Histoire de timide par Gé ou la voyageuse

microscopeVOTRE TIMIDITÉ : C’EST VOTRE ATOUT ! PAS UN HANDICAP ! AIDEZ LA RECHERCHE !

En participant à des essais cliniques ciblant la timidité *

Rejoignez PENSIONOE !

(*Participation rémunérée)

L’incongruité du prospectus joint au courrier sanctionnant mon échec au concours de Ed&Tarcaud Arts Plastiques me heurta vivement.

Pour la seconde fois, je venais d’échouer lamentablement aux épreuves d’admission. « Manque de rigueur et d’opiniâtreté, d’ambition, timidité manifeste » soulignait le message lapidaire de la vénérable institution… Et cette publicité insidieusement alléchante sous sa forme de fanfaronnade… cela frisait l’indécence !

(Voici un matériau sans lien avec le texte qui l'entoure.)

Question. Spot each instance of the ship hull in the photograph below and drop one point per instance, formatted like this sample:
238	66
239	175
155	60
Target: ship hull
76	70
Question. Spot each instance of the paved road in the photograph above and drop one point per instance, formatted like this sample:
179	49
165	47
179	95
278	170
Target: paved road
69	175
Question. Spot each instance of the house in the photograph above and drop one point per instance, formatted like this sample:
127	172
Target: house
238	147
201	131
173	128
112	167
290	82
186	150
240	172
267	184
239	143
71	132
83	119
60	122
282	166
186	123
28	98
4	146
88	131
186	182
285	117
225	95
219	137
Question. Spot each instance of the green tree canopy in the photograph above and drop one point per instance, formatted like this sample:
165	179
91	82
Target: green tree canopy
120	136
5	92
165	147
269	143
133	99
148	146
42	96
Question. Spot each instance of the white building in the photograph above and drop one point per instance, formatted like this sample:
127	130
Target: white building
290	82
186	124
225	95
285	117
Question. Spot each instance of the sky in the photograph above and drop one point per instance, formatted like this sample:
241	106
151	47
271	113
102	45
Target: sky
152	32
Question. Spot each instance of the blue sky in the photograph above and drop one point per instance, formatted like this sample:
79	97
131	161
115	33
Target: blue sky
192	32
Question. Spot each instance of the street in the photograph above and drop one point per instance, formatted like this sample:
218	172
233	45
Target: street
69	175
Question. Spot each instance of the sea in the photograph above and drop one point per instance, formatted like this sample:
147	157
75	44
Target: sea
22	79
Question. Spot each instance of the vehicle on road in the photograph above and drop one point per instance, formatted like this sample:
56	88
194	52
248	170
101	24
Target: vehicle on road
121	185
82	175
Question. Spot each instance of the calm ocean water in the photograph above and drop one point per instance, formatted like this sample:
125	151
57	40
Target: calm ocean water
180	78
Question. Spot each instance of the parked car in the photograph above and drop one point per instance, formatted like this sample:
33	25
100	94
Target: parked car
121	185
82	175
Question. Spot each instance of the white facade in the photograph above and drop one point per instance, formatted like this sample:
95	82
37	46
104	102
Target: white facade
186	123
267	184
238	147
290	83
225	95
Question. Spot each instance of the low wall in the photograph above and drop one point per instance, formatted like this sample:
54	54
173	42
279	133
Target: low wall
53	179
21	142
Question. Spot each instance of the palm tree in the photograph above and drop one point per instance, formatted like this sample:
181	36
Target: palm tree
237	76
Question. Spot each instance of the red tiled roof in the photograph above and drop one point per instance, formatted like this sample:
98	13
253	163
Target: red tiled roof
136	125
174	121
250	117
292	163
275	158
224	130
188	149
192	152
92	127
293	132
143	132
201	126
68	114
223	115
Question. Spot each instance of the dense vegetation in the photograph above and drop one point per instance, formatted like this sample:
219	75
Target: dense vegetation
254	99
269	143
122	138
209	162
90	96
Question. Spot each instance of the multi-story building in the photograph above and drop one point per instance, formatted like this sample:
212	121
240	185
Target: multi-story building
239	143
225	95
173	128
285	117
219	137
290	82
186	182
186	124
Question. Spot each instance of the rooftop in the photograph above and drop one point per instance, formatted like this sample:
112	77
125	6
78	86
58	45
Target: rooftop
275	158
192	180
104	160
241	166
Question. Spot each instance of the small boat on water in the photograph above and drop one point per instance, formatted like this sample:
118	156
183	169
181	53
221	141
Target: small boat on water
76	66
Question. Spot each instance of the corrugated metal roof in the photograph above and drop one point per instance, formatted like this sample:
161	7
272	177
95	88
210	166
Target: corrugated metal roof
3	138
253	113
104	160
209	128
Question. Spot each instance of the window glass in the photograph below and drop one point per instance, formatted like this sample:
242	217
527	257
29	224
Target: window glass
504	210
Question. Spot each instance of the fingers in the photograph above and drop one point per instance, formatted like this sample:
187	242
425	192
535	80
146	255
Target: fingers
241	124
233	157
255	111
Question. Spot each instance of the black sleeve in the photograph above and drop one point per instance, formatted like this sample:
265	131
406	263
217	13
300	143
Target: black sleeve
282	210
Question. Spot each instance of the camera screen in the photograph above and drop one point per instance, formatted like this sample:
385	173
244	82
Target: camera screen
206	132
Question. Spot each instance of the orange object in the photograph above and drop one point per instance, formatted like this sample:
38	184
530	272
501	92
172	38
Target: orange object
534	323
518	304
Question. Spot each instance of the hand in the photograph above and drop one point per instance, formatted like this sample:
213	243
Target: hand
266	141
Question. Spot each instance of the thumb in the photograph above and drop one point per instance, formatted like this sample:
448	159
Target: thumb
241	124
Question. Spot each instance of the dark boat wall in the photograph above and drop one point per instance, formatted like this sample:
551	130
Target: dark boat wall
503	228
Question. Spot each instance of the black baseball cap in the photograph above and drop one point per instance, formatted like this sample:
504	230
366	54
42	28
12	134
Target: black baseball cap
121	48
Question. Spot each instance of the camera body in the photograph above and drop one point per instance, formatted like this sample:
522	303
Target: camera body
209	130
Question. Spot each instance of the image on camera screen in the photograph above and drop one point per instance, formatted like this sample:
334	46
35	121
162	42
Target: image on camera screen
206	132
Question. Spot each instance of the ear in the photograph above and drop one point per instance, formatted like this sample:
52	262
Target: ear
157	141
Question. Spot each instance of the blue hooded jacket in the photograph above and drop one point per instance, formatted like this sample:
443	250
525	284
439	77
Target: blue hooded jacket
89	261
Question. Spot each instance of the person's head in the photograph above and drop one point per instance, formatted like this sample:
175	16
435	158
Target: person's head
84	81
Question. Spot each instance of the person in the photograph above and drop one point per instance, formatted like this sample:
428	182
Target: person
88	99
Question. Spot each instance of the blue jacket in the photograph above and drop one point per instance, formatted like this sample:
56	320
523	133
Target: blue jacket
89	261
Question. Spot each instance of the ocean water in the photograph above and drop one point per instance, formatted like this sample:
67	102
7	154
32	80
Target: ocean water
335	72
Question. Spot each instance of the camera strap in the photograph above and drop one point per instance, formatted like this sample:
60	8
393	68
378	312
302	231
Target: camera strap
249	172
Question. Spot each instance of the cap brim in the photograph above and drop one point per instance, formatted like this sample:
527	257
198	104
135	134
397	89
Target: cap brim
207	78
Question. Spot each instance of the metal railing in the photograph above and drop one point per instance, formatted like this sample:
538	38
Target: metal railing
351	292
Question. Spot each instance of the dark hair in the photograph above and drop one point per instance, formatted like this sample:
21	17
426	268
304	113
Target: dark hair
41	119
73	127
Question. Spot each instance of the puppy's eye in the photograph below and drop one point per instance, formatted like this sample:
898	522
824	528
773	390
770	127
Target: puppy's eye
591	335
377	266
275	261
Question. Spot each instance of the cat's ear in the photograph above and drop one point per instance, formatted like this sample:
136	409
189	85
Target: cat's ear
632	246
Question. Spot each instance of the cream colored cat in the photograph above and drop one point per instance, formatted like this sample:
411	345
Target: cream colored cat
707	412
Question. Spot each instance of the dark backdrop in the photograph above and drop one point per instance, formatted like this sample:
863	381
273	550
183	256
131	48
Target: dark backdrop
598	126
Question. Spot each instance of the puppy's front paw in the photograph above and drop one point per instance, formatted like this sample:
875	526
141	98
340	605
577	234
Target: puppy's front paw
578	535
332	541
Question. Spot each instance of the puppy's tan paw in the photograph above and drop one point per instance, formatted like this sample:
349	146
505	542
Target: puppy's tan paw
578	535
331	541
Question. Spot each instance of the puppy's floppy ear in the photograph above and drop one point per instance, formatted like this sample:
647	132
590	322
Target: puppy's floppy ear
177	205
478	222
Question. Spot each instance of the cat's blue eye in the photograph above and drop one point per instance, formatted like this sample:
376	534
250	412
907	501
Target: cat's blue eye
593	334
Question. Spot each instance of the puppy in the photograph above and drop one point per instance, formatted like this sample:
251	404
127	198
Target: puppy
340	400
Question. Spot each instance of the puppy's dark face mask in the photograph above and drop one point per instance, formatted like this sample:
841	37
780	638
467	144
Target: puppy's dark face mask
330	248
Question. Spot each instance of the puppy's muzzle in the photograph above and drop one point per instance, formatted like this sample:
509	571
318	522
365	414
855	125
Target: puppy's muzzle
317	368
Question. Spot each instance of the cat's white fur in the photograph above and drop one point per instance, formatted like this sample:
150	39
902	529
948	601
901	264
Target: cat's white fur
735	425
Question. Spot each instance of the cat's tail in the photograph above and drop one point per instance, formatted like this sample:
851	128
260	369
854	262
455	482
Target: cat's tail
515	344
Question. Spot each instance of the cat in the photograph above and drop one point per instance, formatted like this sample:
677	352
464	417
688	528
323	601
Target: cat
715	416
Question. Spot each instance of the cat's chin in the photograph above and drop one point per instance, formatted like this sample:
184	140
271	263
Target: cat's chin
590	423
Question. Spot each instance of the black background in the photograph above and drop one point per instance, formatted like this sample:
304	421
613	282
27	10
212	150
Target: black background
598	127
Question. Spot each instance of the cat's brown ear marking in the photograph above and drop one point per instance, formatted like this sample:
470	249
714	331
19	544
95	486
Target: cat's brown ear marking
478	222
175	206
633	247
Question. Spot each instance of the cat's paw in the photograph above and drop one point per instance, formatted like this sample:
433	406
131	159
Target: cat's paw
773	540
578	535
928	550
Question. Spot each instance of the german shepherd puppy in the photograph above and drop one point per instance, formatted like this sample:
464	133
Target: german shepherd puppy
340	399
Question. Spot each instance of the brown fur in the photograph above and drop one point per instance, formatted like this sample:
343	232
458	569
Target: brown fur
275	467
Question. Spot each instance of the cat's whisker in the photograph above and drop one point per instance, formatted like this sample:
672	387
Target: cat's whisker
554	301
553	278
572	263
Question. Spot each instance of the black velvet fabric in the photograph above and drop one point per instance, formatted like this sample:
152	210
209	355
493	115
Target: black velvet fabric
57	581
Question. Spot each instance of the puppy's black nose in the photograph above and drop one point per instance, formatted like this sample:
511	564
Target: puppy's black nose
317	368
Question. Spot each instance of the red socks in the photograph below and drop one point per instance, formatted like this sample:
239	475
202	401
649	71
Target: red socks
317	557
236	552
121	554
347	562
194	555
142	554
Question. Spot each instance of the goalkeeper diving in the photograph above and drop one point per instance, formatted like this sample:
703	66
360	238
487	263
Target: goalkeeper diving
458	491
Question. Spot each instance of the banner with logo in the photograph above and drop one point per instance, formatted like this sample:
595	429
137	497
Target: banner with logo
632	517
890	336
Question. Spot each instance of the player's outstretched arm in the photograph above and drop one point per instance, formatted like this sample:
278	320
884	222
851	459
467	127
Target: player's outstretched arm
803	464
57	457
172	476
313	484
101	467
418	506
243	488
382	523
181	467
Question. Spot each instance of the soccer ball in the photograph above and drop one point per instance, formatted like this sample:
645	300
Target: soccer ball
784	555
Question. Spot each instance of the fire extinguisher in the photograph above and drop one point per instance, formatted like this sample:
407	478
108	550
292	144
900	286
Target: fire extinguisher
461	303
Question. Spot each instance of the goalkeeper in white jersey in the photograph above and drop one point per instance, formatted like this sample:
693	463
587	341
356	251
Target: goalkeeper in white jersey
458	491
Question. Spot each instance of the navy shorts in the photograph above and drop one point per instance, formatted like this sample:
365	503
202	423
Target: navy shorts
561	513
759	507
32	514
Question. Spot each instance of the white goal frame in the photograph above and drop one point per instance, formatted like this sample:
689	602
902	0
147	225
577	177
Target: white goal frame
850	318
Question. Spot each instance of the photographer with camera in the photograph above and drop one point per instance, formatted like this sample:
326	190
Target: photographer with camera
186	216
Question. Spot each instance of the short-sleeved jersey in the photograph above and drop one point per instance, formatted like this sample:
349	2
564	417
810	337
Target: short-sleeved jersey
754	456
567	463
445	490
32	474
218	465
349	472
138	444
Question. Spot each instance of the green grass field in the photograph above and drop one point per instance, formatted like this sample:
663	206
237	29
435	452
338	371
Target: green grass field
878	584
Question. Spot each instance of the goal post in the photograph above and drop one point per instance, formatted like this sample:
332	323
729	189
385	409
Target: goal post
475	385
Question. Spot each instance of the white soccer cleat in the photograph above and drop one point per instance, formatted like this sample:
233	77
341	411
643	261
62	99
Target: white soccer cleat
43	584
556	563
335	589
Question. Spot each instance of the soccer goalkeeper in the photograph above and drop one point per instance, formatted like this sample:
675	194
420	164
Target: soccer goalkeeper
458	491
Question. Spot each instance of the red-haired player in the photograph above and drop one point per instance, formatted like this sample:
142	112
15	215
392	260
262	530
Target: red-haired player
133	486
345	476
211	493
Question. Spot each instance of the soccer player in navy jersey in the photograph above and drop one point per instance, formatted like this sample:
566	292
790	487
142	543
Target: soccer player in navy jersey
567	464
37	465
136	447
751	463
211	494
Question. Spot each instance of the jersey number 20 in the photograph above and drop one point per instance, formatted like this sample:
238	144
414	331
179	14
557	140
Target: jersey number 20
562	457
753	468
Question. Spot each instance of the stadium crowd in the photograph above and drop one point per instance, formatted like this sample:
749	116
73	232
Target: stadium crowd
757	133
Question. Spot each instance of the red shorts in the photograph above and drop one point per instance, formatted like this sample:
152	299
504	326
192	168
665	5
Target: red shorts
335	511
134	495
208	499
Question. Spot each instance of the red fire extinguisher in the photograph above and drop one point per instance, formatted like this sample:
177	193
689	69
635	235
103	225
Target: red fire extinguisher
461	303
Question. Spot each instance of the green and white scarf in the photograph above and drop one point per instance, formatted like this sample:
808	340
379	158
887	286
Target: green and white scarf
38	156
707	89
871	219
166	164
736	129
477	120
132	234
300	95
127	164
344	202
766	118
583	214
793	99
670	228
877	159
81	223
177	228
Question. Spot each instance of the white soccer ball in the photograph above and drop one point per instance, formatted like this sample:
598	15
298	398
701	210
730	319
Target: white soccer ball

Et pourtant, je me refusais à jeter le prospectus, prenant un soin jaloux, presque maniaque à le plier soigneusement en suivant le cadrage du texte, mettant volontairement en évidence le titre choc :

VOTRE TIMIDITÉ

C’EST VOTRE ATOUT !

J’étais d’un naturel réservé mais ne considérais pas ceci comme un handicap. J’évitais les bavards, les matamores, les situations ambiguës et ne m’en portais pas plus mal. Je considérais que la réflexion, même si elle n’engrenait sur rien, valait mieux que la fougue ou l’impétuosité qui, comme observé bien souvent, conduisaient à s’en mordre les doigts. Curieusement, les miens prirent un malin plaisir à passer et repasser sur les plis du prospectus et, la circonspection coutumière avec laquelle j’aurais dû considérer cette annonce s’effritait déjà dès que j’obtins un carré que je jugeai parfait. Je ne pouvais m’empêcher de voir dans l’association saugrenue de ces deux papiers le fruit d’un destin qui semblait sinon me forcer, du moins tendre la main. C’était à vrai dire une belle opportunité, un effet d’aubaine inespéré, un espoir tout neuf dans ma situation qui, telle que jalonnée de tant d’échecs, escortée de toutes ces rebuffades, de toutes ces déconsidérations incessantes, s’avérait plus que brinquebalante. Mon hésitation s’envolait et à présent dépliant consciencieusement le prospectus, je me pris à échafauder des plans… sur la comète.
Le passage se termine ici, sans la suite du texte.